Gerechtshof Arnhem-Leeuwarden, 28-01-2014, ECLI:NL:GHARL:2014:639, 13/00845

Gegevens

Instantie
Gerechtshof Arnhem-Leeuwarden
Datum uitspraak
28 januari 2014
Datum publicatie
7 februari 2014
ECLI
ECLI:NL:GHARL:2014:639
Formele relaties
Zaaknummer
13/00845

Inhoudsindicatie

Inkomstenbelasting. Vergrijpboete 50%. Verwijzingsprocedure HR 12 juli 2013, nr. 12/04320, ECLI:NL:HR:2013:35. Verzwijgen optierechten. Passende en geboden sanctie ?

Uitspraak

Afdeling belastingrecht

Locatie Arnhem

nummer 13/00845

uitspraakdatum: 28 januari 2014

Uitspraak van de derde meervoudige belastingkamer

op het hoger beroep van

de inspecteur van de Belastingdienst, kantoor ‘s-Hertogenbosch (hierna: de Inspecteur),

en het incidentele hoger beroep van

[X] , wonende te [Z] (hierna: belanghebbende),

tegen de uitspraak van de rechtbank Breda van 25 november 2011, nummer AWB 09/4023, in het geding tussen belanghebbende en de Inspecteur.

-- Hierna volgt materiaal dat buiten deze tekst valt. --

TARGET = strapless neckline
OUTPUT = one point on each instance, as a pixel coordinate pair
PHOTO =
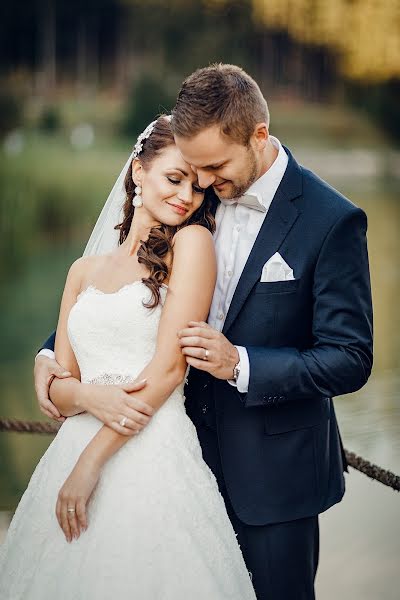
(126, 286)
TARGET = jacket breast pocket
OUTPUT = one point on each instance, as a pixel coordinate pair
(277, 287)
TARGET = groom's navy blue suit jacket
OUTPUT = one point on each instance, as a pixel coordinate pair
(308, 339)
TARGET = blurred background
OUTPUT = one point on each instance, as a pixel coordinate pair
(80, 79)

1 Ontstaan en loop van het geding

1.1.

Aan belanghebbende is over het jaar 2006 een navorderingsaanslag in de inkomstenbelasting/premie volksverzekeringen opgelegd naar een belastbaar inkomen uit werk en woning van € 132.532. Tevens is een vergrijpboete van € 3.194 opgelegd. Verder is een bedrag van € 856 aan heffingsrente in rekening gebracht.

1.2.

De Inspecteur heeft bij in één geschrift vervatte uitspraken op bezwaar de navorderingsaanslag, alsmede de daarmee samenhangende beschikking heffingsrente en boetebeschikking gehandhaafd.

1.3.

Belanghebbende is tegen de uitspraken van de Inspecteur in beroep gekomen. De rechtbank Breda (hierna: de Rechtbank) heeft bij uitspraak van 25 november 2011 het beroep gegrond verklaard, de uitspraken op bezwaar vernietigd, alsmede de navorderingsaanslag en de boetebeschikking vernietigd.

1.4.

De Inspecteur heeft tegen de uitspraak van de Rechtbank hoger beroep ingesteld. Belanghebbende heeft daartegen incidenteel hoger beroep ingesteld. Het gerechtshof te ’s-Hertogenbosch (hierna: het gerechtshof) heeft bij uitspraak van 2 augustus 2012, nummer 12/00023, het hoger beroep van de Inspecteur gegrond verklaard, het incidentele hoger beroep van belanghebbende ongegrond verklaard, de uitspraak van de Rechtbank vernietigd voor zover deze betrekking heeft op de navorderingsaanslag, en de uitspraak van de Inspecteur bevestigd voor zover deze betrekking heeft op de navorderingsaanslag.

1.5.

Zowel belanghebbende als de Staatssecretaris van Financiën heeft tegen die uitspraak van het gerechtshof beroep in cassatie ingesteld. De Hoge Raad heeft bij arrest van 12 juli 2013, nummer 12/04320, ECLI:NL:HR:2013:35, (hierna: het verwijzingsarrest) het cassatieberoep van belanghebbende ongegrond verklaard, het cassatieberoep van de Staatssecretaris gegrond verklaard, en het geding verwezen naar het gerechtshof te Arnhem-Leeuwarden (hierna: het Hof) ter verdere behandeling en beslissing van de zaak met inachtneming van het arrest.

1.6.

Belanghebbende heeft, daartoe door het Hof in de gelegenheid gesteld, naar aanleiding van het arrest een conclusie na verwijzing ingediend. De Inspecteur heeft, daartoe door het Hof in de gelegenheid gesteld, op de inhoud van die conclusie gereageerd.

1.7.

Het onderzoek ter zitting heeft plaatsgevonden op 30 oktober 2013 te Arnhem. De zaken met de nummers 13/00843 (jaar 2004), 13/00845 (jaar 2006), 13/00846 (jaar 2002) en 13/00856 (jaar 2005) zijn gezamenlijk behandeld. Belanghebbende is vertegenwoordigd door J[A] MSc., werkzaam bij [B] BV te [L]. Namens de Inspecteur is verschenen mr. [C].

1.8.

Beide partijen hebben ter zitting een pleitnota voorgedragen en overgelegd. De inhoud van deze pleitnota's moet als hier ingelast worden aangemerkt.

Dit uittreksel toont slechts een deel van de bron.